Weekend of fun with Spirit of Bermuda Rally
Visitors will enjoy Bermuda’s waters this month as the island hosts a series of sailing and fishing events starting today.
The inaugural three-day Spirit of Bermuda Rally and Festival of Sail is scheduled to begin with the arrival of four US yachts today, with a total of 22 crew members.
The yachts will compete against the Spirit of Bermuda, the Rising Son and others in the Bermuda Triangle offshore race on Saturday as the East End Mini Yacht Club celebrates its 52nd anniversary.
The event will continue on Sunday with the Festival of Sail in St George’s, which will feature pilot gig, Comet and Bermuda Fitted Dinghy races.
The organisers said the Covid-19 pandemic had disrupted the original plans, but they were determined the races would go ahead.
Alan Burland of the Bermuda Sloop Foundation said the Bermuda Rally was intended to showcase not only the foundation’s Spirit of Bermuda sail training ship, but also the young people who benefited from the programme.
He added: “We would love for everyone to come out and meet these wonderful people.
“It’s worrying to us that our budget was cut by two thirds post-Covid by the Ministry of Education.
“We have a big hill to climb, so we want to showcase the programme and what it means for Bermuda and hopefully in the process, we will showcase Bermuda as an oasis in the ocean, a safe haven for people to come to, be they tourists or business people.”
Mr Burland said the idea for the event came in March and was scheduled for June, but the date had to be pushed back because of the pandemic.
He added: “Obviously, the phased lifting has helped us, but there were a lot of issues we had to address.
“When we pushed it into July, we pushed it further into hurricane season so the insurance premiums went up and the number of boats that were interested waned because of that.”
Mr Burland said that he had hoped to have more boats involved but pointed out that the predecessor to the Newport Bermuda Race started with only three vessels.
He added that international sailors were keen to return to Bermuda in the wake of Covid-19.
Mr Burland said: “The visiting yachts said they wanted to get out of the house and get their boats overboard.

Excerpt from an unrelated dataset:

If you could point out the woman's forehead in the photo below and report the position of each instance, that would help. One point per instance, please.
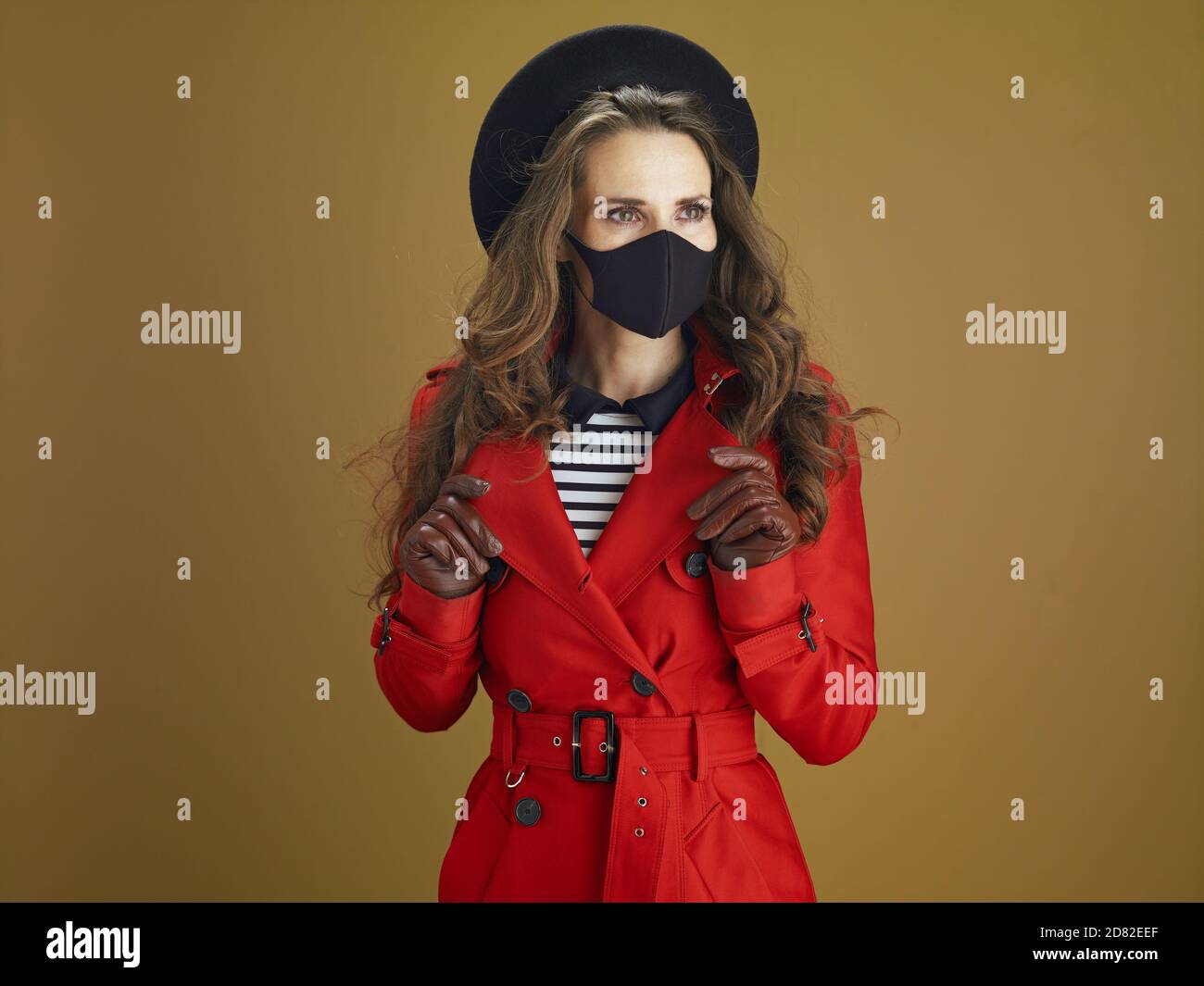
(657, 167)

“The discussions then were they would sail around Bermuda — they needed somewhere to go, but they weren’t going to stop. That’s how eager they were.
“They love Bermuda, they love going to sea, and I’m certain we are going to see a big uptick in numbers next year.”
Mark Clarke, of the East End Mini Yacht Club, said the event has a special place in his heart.
The event will celebrate the anniversary of the EEMYC and the trophy for the rally was named in honour of his late father, Colin Clarke.
Mr Clarke said the trophy at first belonged to the late Warren Brown, who won it with War Baby in a 2003 competition.
He added: “It was very emotional, but the irony is that War Baby will be here this weekend under the name Isbjorn. We didn’t know that until the day before yesterday.
“So War Baby comes back home, the rededicated trophy was won by War Baby in Italy, and his nephew is a product of Spirit of Bermuda and a pilot for marine and ports.
“There’s a lot of symbolism and a lot of history tied to everything.”
Mr Clarke said strict safety measures would be enforced for the event, but spectators would be able to view the races from St George’s, St David’s or from their own boats.
He added: “Anyone who comes to the club can expect us to be very vigilant and very safe.”
Even more visitors are expected to arrive in Bermuda next week for the launch of the Bermuda Triple Crown — a trio of fishing events between July 15 and 26.
Dan Jacobs, one of the organisers, said competitive fishermen were also keen to return to the island and early indications suggest the fishing would be good.
He added: “We want to be in Bermuda and there was great passion from our participants and our staff to continue the fine tradition.
“We hung in there with the BTA and the Ministry of Health and just kept navigating and communicating. We probably had 1,000 man hours in communicating.
“Then, about two weeks ago, we had official notice of the protocols and it is cumbersome, but we have some intrepid participants that still wanted to come.
“We just need a little good weather and a little good luck.”
Mr Jacobs said this year’s event was organised with coronavirus safety in mind.
But he added: “The great thing about boats is you are socially distant. The guys on the boats stay on the boats and are not around anyone else.
“They get to enjoy what they love to do and that’s go fishing and try to have some fun.”
But Mr Jacobs said the traditional awards banquet would not be held for health reasons.
He added: “A lot of our game boats are already here, they are already following protocol, getting tested and fishing — and the bites have been pretty good, so anybody that’s not in Bermuda is going to miss it.”
Glenn Jones, the interim Bermuda Tourism Authority chief executive, said six international fishing boats were expected for the “condensed” competition series, along with two superyachts.
Mr Jones added: “If we make all the anglers who are not here jealous, than we have done our job.
“Let’s strive for that, and do it safely.”